Parameter tuning

This chapter answers the most commonly asked questions about Lingo3G clustering quality or performance tuning.

How can I remove or promote certain phrases?

Lingo3G has an advanced model of boosting or penalizing potential cluster phrases. See the Label dictionary chapter for more information.

Why are not all documents assigned to clusters?

When Lingo3G discovers a set of clusters, it assigns documents relevant to these clusters and may leave a certain portion of the input unassigned anywhere. Documents not referenced from any cluster are essentially outliers: they are not sufficiently related to any other document in the input.

The fraction of unassigned documents increases with the number of input documents as Lingo3G by default tries to output a set of clusters that is concise and readable to human users. In certain applications, for example when you pass cluster labels to another automated step, you can increase the number of clusters and therefore decrease the number of unassigned documents.

To reduce the number of unassigned documents, apply the following parameter changes:

  1. Increase maxClusteringPassesTop above the default value or set it to zero to force Lingo3G to create as many clusters as possible.

  2. Increase documentCoverageTarget above the default value.

  3. Increase singleWordLabelWeight above the default value. This will increase the number of one-word labels, which may not always be desirable.

  4. When you cluster more than a hundred documents, you can further reduce the number of unassigned documents by lowering wordDfThresholdScalingFactor and phraseDfThresholdScalingFactor. This will force Lingo3G to consider lower-frequency words and phrases hence create more clusters. Note that lowering these parameters may significantly increase processing time.

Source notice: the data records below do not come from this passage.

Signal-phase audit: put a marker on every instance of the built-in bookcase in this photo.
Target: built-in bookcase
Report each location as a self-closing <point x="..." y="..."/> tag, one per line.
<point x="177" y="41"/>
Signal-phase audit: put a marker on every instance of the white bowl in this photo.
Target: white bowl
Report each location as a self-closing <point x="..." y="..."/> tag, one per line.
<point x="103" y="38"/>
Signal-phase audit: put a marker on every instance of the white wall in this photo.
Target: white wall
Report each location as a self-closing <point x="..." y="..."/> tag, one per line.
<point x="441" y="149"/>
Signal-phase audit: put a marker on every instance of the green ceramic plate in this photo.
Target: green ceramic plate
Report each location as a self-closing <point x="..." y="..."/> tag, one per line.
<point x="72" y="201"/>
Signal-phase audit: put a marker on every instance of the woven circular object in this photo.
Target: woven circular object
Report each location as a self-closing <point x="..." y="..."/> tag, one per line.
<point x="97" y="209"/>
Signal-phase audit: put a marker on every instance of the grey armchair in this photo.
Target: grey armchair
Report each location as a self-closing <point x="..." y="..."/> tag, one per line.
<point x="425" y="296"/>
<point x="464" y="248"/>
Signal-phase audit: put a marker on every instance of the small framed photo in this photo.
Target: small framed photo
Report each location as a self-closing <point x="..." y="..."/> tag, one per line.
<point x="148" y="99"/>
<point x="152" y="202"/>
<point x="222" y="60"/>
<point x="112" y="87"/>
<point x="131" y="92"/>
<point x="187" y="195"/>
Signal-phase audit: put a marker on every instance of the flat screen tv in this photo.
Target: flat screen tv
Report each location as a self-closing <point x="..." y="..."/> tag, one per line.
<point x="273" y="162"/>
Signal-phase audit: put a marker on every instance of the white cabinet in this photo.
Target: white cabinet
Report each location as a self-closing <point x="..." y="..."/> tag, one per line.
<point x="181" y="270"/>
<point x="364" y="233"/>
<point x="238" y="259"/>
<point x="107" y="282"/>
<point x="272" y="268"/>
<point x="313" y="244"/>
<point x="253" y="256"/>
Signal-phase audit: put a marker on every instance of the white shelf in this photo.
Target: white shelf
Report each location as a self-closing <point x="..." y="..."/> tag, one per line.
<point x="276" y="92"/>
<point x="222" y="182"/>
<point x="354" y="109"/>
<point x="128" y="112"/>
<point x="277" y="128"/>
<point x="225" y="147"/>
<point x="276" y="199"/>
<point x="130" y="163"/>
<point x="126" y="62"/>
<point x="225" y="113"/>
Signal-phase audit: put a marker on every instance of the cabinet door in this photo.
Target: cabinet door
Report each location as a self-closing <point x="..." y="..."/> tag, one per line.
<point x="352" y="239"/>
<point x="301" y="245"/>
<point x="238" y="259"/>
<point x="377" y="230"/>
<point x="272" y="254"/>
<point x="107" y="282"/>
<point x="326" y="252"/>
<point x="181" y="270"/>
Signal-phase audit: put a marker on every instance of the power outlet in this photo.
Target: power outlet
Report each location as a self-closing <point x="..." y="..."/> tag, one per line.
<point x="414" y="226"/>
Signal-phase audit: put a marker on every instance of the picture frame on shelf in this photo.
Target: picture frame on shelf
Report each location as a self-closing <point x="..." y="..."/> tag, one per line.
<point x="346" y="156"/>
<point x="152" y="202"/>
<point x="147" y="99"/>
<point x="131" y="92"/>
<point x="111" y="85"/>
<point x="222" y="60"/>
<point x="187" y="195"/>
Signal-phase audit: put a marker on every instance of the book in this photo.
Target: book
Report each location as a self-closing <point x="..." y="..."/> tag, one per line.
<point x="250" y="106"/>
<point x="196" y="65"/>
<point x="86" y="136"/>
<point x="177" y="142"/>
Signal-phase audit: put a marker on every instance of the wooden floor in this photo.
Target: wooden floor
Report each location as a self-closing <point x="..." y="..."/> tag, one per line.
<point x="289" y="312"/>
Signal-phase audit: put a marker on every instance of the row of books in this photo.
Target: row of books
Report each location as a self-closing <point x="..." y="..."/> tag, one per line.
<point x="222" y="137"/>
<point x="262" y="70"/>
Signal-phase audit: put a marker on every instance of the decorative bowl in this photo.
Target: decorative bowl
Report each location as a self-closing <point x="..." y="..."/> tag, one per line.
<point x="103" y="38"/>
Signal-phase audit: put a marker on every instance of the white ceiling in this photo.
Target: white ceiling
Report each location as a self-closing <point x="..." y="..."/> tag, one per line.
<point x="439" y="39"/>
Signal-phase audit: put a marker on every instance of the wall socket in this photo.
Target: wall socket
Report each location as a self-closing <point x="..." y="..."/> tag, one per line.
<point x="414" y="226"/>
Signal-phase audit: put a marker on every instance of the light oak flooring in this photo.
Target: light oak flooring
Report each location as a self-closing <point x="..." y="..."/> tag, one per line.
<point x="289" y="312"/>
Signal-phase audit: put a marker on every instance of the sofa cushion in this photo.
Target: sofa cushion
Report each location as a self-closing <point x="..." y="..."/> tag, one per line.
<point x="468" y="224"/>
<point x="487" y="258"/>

How to make more general clusters?

To make the clusters more general (containing more documents, covering broader topics), apply the following parameter changes:

  1. Increase singleWordLabelWeight above the default value, possibly up to 1.00. Note that this will increase the number of one-word labels, which may not always be desirable.

  2. Increase maxClusterSize above the default value, possibly up to 1.00.

  3. Increase minClusterSize in steps of 0.01 to eliminate the clusters with smallest numbers of documents.

  4. To further increase the size of clusters, try lowering mergeThreshold. This will cause Lingo3G to merge similar clusters into larger ones.

How to make more focused clusters?

To make the clusters more specific (containing fewer documents, covering more narrow topics), apply the following parameter changes:

  1. Decrease maxClusterSize below the default value to eliminate large clusters.

  2. Decrease maxClusteringPassesTop to 0 to force Lingo3G to create as many clusters as possible.

  3. If there are too many one-word meaningless cluster labels, try lowering singleWordLabelWeight. Setting this attribute to 0.00 will eliminate one-word labels altogether.